Aujourd’hui, si on vous demandait de situer l’enfer sur Terre, à quel endroit penseriez-vous ? A un ghetto d’une mégalopole américaine ? A un coin de jungle hostile ? Une région du globe ravagée par la guerre civile peut-être ? Ou un bidonville indien rongé par la lèpre et la misère la plus noire ? Naïfs que vous êtes… Parce que les Italiens ont un scoop : le Diable se la coule douce à Stockholm, parce que LA SUEDE, C’EST L’ENFER !

LE MONDE DU MONDO

Rares sont les occasions d’aborder le genre un peu âcre du mondo-movie. La raison principale c’est que les films mondo, ces plus ou moins faux documentaires racoleurs, bien qu’extraordinairement riches en scènes cocasses, bizarres ou grotesques, sont souvent copieusement garnis aussi en séquences chocs bien crapoteuses. Violence graphique et esthétique snuff, voyeurisme complaisant, étalage de nudité, situations glauques assorties des commentaires les plus déplacés : les mondo-movies ont quand même une fâcheuse tendance à se vautrer dans un mauvais goût certes fascinant mais qui les éloigne presque toujours du gentil nanar sympathique.
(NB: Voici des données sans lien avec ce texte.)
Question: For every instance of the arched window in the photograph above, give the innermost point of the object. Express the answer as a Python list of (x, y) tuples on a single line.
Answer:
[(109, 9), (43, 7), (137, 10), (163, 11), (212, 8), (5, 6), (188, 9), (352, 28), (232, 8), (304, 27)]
Presque toujours, car il existe de rares exceptions où l’idiotie du fond l’emporte sur la crudité de la forme, à l’instar du débilissime « St Tropez Interdit » ou de cet inoubliable « Suède, enfer et paradis », qui se propose de nous faire découvrir la société suédoise sous toutes ses facettes – y compris et surtout les moins reluisantes – sur ce ton pseudo-documentaire propre au genre. On assiste ainsi à un enchaînement de séquences parfois réelles, parfois bidonnées, accompagnées par un commentaire en voix off ahurissant lu, cerise sur le gâteau, par l’immense Jean Topart (narrateur des dessins animés « Rémi sans famille » et « Les Cités d’Or »).

Le réalisateur, un certain Luigi Scattini, n’a pas hésité à se rendre en Scandinavie au péril de sa vie pour faire éclater au grand jour la terrible vérité : la Suède, de l’extérieur on dirait le Paradis mais en fait, en vrai c’est l’Enfer. Jugez plutôt : c’est un pays dépravé où on trouve des sex shops proposant des magazines avec des gens tous nus dedans, et des disques pornophones reproduisant fidèlement « tous les sons de l’amour ». Un pays impie avec des Hell’s Angels coiffés de toques en poils de castor (affreux !) qui roulent très vite sur des motos qui font du bruit. Un pays damné avec des hôtesses de l’air insouciantes qui placent leurs parents dans des hospices dans lesquels on fait faire de la gym aux vieux (scandaleux !).

FILM MIROIR
En fait, paradoxalement, ce n’est pas tant la société suédoise des années 60 que nous dévoile ce mondo que la société italienne de cette époque. Si la Suède est en partie un enfer aux yeux des Italiens, c’est parce qu’elle apparaît comme un pays beaucoup trop libéral, où les mœurs sont trop relâchées par rapport aux standards traditionnels de la vieille Italie catholique. Et c’est cette grille de lecture qu’il faut avoir en tête pour bien comprendre l’énormité des commentaires qui s’emploient à dépeindre, avec simplisme et une mauvaise foi permanente, une Suède prospère mais sans valeurs morales, où le sexe est partout mais le bonheur nulle part. Pour le spectateur contemporain en revanche, la Suède de 1968 apparaît plutôt comme une société moderne, en avance sur son temps, et les commentaires alarmistes et incroyablement réacs suscitent immanquablement le rire.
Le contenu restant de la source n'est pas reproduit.